第89閑話 胡散臭い商人の評価
「はふ。ほふほふほふ」
円形のテーブルにのったアツアツの餃子を食べながら、うれしい悲鳴を上げてコップに注いだ酒で熱と口の中の油を流し込む。
「ふ~」
ピロン
口の端からこぼれた酒の雫を手で拭うと、横に置いた端末が着信音を上げた。
「ほいほい…」
手を伸ばして画面をタッチ。
手についた油で画面がにじみ、少し眉をしかめたが、大丈夫。表示内容を見るのに支障はない。
「ほう。仕事完了ネ。いい仕事するアルヨ」
連絡は事務的なものだった。AIによる自動連絡で、設定していた契約が達成したという内容だ。
もともと、儲けは薄い仕事だった。
はっきり言えば、失敗しても良い仕事だ。
刻一刻と変わる戦場への兵器輸送。運ぶ間に、届け先がなくなる可能性だってある。
だからドローンもあえて古いタイプでそろえた。保険もかけて、失敗しても十分な補填があるように対処していた。
その結果、儲けはさらに少なくなったが、元々この契約の利益を当てにしていない。組織の保有する危険な契約を請け負う事での点数稼ぎでしかない。
利益が出れば儲けもの程度の内容だ。
だからこそ、あの男に依頼した。
無法者。アウトロー。ならず者。
LSSの裏通りで偶然出会っただけの相手。つまりあと腐れのない相手だ。
商売相手には向かない。あの男が大金を得て大成する未来が見えない。そういう意味では、多くの無法者やゴロツキ達と同じだ。
たまたま、手元に取引材料があったので、それを餌にしてみたのだが、案の定あっさりと食いついてきた。
多分、騙そうとすれば簡単に騙せるだろう。だが、騙す価値もない相手なので騙すつもりもない。騙す労力や後始末だってタダじゃないのだ。
一点だけ、評価する点があるとすれば、契約を遂行しようという態度だ。
裏社会で、まともに仕事をしようとする人間は稀有だ。見るなと言っても中身を覗く。秘密にしろと言えば周りに話す。荷物を運べと言えば持ち逃げする。
報酬が少ない場合はその確率は飛躍的に上がる。
自分達も、そのリスク込みで依頼するのだが、あの男は馬鹿正直に仕事を達成するのである。
取引相手になれない理由はその辺にある。
「まあ、キライじゃないアルヨ。仕事をしてくれる間はネ」
連絡メールの内容を確認し、餌とした取引材料のロックが解除されたことも確認する。
頼まれて少し調べたが、キナ臭くなって途中でやめた内容の寄せ集めだ。
つまり、厄介ごとである。
3人の子供が捕まっていた理由。その行先の推測。フロンティアワンの一族。LSS中継点と汚職職員。

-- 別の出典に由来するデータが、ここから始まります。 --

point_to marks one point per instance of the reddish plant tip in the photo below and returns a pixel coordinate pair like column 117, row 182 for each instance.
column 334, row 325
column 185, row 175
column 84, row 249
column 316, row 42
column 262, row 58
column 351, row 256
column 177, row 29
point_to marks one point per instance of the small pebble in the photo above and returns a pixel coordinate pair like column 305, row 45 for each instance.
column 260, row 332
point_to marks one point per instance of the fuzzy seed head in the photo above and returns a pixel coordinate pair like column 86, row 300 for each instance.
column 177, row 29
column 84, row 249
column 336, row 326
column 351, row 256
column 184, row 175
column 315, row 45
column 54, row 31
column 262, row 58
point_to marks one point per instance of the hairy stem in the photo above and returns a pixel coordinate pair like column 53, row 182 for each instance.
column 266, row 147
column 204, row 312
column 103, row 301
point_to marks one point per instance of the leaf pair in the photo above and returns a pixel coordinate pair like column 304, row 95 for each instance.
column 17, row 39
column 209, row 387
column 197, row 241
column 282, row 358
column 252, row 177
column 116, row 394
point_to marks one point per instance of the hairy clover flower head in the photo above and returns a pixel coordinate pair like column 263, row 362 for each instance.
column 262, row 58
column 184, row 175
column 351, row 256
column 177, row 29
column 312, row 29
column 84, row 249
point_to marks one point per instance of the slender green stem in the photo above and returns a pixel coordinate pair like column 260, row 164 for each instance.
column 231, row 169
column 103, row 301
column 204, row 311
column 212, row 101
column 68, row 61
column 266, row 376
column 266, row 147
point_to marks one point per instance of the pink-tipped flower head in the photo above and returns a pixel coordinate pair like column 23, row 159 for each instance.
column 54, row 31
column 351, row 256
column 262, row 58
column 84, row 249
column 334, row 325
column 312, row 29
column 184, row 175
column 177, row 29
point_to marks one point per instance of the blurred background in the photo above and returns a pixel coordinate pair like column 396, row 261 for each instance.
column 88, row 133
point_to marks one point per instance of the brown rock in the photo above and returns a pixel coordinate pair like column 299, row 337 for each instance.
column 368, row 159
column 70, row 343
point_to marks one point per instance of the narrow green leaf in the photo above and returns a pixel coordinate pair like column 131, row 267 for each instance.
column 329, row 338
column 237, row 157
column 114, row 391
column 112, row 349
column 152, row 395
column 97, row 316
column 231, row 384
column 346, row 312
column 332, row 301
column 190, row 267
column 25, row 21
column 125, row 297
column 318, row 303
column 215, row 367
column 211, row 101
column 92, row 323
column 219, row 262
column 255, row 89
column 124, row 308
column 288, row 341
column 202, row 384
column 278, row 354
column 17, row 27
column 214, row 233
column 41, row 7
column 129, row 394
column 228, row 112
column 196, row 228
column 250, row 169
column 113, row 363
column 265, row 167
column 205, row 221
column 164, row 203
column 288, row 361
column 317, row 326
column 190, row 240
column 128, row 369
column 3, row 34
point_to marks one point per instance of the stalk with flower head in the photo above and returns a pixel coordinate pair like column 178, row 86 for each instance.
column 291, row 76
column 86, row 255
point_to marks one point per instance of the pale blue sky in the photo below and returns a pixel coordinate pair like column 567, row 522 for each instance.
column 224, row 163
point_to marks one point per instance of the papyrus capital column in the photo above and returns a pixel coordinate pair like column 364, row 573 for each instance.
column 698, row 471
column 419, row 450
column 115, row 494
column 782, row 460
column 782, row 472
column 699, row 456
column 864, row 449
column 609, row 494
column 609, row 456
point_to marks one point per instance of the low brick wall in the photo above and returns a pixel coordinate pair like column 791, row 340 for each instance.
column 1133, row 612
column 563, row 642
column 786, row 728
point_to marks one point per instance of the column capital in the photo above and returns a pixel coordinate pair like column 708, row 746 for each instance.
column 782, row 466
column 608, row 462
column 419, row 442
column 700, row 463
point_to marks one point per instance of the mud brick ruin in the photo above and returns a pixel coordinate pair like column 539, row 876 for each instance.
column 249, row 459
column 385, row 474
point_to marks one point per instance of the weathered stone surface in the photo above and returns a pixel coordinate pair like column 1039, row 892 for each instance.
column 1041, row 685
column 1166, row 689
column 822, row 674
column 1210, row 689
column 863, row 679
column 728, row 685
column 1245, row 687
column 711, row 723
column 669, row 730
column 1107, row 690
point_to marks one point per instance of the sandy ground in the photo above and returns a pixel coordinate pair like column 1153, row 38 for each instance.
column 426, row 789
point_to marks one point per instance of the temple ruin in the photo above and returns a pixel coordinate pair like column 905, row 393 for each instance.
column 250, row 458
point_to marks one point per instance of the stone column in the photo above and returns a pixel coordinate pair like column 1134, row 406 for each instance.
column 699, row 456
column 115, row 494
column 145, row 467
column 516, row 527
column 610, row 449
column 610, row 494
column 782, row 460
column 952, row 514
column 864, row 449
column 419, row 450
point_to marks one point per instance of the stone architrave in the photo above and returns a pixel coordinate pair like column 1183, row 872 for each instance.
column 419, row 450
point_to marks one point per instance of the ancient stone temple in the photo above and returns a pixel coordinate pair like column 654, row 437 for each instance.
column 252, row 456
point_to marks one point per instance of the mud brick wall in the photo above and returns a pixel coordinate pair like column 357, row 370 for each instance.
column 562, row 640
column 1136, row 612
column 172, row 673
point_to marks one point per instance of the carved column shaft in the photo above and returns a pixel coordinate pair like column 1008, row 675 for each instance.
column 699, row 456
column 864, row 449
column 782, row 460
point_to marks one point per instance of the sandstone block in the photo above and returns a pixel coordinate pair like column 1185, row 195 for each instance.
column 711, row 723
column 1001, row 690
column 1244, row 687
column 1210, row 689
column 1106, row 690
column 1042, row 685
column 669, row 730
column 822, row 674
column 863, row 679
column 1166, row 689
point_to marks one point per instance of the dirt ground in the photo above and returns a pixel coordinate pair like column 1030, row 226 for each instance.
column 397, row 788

深く探りを入れてもいない。入れるつもりもない。義理もない。はっきり言えば、あの男に仕事をさせる餌にしかならない内容だ。
厄介ごとでくたばるようなら、そこまでだ。首を突っ込むつもりも義理もない。自分は「普通の交易商人」なのだ。
もし、切り抜けてなお、連絡があるなら、それはそれだ。
「グッドラックあるね。トモダチ」
この厄介ごとを切り抜ける腕か運があるなら、それ相応の使い方もあるだろう。
商売相手にはなりえない。つまりはどこまで行っても「良いトモダチ」という事だ。
端末の操作をやめると、ハーンは食事を再開した。